Hopefully, this video offers the details the community has been asking for. Having onboard air is very nice for several reasons. The most beneficial is being able to fill your own truck and trailer tires. Especially if your tires are inflated above 65 PSI, which is where most gas stations stop. Another benefit is being able to use air pressure for annual winterization, but using the Viair Winterization kit. And of course using the air horn, which has countless applications!
Although train horns (and multiple horns) are more popular, I’m partial to the long single 25″ truck horn. Mostly because I don’t look good in orange and don’t want to go to jail! All kidding aside, I like having a horn that we can actually use. We’re not interested in causing an accident or scaring anyone. Plus, I like the sound of a deep dump truck.
You might have noticed that we initially wired the compressor to the auxiliary switch #2 and it ended up on #5. During our troubleshooting process, we wondered if the amperage was not high enough on #2 and moved it to #5 as switches 5 and 6 are the highest amperage. Then we discovered the real issue and bypassed the switch the kit came with.
You should know that auxiliary switches 5 and 6 can be adjusted to leave the power on when the truck is off. This is useful for things like a mobile fridge or anything that needs power when the truck is off. To do this, read your manual, but the unofficial explanation is to change the position of a fuse and viola!
We should have gone back and changed the switch we had Randy’s compressor connected to. Switch 3 or 4 would have been a better choice as they offer higher amperage, but would leave 5 and 6 vacant for future use. Oddly enough, Randy’s truck manual provided averages between 10 and 15 amps, which we know is not the case.
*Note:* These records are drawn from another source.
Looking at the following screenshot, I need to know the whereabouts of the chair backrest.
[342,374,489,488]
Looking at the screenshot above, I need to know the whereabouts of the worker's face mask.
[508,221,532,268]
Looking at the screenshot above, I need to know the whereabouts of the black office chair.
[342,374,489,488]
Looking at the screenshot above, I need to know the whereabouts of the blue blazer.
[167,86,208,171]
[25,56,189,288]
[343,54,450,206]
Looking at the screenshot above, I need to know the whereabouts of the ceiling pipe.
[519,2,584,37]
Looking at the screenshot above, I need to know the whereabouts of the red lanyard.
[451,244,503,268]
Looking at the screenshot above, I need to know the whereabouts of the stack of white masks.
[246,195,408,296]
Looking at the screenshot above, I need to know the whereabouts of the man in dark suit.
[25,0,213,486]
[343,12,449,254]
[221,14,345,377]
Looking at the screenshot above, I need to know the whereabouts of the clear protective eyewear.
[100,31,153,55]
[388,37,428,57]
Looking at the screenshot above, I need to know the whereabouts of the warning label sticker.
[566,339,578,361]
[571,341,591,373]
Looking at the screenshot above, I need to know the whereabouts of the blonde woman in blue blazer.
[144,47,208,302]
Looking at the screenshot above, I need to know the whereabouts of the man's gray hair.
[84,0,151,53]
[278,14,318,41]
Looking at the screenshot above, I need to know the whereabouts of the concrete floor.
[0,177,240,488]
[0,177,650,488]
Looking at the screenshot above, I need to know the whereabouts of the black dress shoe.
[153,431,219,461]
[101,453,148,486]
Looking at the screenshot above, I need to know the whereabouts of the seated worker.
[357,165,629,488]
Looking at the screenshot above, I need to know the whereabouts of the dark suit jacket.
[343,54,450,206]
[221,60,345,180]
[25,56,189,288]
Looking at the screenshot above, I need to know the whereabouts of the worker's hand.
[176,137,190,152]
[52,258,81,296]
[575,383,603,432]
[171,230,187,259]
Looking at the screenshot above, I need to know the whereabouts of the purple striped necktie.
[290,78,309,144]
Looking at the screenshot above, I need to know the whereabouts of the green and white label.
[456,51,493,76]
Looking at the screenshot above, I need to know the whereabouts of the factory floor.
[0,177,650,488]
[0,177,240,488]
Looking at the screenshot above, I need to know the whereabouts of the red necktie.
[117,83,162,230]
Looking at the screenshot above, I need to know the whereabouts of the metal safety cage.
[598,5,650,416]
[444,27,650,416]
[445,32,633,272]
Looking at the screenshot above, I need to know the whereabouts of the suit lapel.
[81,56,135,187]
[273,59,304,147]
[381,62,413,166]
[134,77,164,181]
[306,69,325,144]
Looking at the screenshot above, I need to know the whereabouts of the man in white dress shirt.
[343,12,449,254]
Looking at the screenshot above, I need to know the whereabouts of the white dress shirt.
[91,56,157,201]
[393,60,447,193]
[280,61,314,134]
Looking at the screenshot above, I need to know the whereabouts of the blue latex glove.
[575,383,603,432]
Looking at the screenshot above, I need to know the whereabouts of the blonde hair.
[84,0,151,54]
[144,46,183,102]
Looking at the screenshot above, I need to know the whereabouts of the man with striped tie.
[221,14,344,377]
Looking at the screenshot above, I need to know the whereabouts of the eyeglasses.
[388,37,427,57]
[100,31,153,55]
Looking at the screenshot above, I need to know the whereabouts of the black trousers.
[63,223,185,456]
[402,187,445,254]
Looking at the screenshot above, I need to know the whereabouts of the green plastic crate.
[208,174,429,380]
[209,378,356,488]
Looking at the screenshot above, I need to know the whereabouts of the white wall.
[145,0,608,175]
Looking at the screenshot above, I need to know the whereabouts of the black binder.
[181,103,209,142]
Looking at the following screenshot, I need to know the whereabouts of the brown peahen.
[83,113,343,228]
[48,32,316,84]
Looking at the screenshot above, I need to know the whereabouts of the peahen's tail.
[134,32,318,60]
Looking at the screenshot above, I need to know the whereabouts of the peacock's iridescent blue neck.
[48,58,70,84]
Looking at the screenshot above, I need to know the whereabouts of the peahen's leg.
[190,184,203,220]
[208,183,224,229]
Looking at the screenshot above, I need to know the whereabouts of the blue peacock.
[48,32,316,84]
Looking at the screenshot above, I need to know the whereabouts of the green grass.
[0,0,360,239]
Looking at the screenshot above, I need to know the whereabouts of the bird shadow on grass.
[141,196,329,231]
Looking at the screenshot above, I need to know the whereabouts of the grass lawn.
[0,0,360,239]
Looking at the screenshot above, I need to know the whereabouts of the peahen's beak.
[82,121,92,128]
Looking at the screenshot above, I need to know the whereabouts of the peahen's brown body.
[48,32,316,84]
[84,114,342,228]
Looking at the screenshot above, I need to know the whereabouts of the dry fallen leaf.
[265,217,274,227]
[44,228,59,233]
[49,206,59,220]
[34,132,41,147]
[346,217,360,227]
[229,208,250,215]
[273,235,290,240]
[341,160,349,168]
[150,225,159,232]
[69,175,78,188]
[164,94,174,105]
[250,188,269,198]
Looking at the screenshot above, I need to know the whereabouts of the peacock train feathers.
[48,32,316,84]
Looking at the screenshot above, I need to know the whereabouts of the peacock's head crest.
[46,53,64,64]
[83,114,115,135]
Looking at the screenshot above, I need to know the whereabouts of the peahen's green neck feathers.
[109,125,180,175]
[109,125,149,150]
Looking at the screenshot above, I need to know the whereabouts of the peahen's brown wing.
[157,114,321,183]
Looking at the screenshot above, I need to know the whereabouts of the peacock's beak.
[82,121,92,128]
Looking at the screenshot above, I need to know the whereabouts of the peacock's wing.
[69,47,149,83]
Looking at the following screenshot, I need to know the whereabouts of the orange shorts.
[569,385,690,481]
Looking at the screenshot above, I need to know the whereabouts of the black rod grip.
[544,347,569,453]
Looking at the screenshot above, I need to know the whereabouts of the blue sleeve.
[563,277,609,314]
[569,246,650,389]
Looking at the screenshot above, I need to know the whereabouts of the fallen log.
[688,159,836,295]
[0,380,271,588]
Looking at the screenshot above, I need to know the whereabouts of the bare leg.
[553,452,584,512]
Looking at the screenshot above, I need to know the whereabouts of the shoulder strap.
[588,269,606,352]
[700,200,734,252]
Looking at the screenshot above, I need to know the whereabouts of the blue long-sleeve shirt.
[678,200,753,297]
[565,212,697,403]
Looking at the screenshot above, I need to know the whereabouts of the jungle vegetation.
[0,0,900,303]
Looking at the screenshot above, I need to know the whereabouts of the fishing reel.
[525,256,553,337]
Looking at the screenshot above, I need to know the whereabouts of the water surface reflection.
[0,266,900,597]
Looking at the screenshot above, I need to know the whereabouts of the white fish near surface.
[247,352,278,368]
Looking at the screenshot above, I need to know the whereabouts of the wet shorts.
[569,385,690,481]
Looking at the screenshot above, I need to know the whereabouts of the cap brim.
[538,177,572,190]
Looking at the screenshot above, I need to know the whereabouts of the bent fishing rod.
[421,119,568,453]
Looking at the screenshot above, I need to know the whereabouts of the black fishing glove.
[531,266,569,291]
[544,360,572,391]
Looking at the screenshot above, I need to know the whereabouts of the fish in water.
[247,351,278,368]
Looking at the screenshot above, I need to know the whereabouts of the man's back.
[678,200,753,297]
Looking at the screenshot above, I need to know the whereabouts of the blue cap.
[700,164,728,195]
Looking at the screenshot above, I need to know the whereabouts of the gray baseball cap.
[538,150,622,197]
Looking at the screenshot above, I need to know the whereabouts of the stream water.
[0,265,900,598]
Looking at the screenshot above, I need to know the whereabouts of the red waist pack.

We never got to the bottom of it.
We updated our Amazon store “for your truck” category to include the parts used in this episode. The Viair Onboard Air System comes with everything you need. Make sure your horn comes with a 12-volt air valve solenoid, as it didn’t come with my Groover horn. The Vixen horn should sound just like my Groover horn for a quarter of the price. I bought my horn at a Kenworth dealership in 1998 for about $90 bucks. They’ve gotten pretty pricey!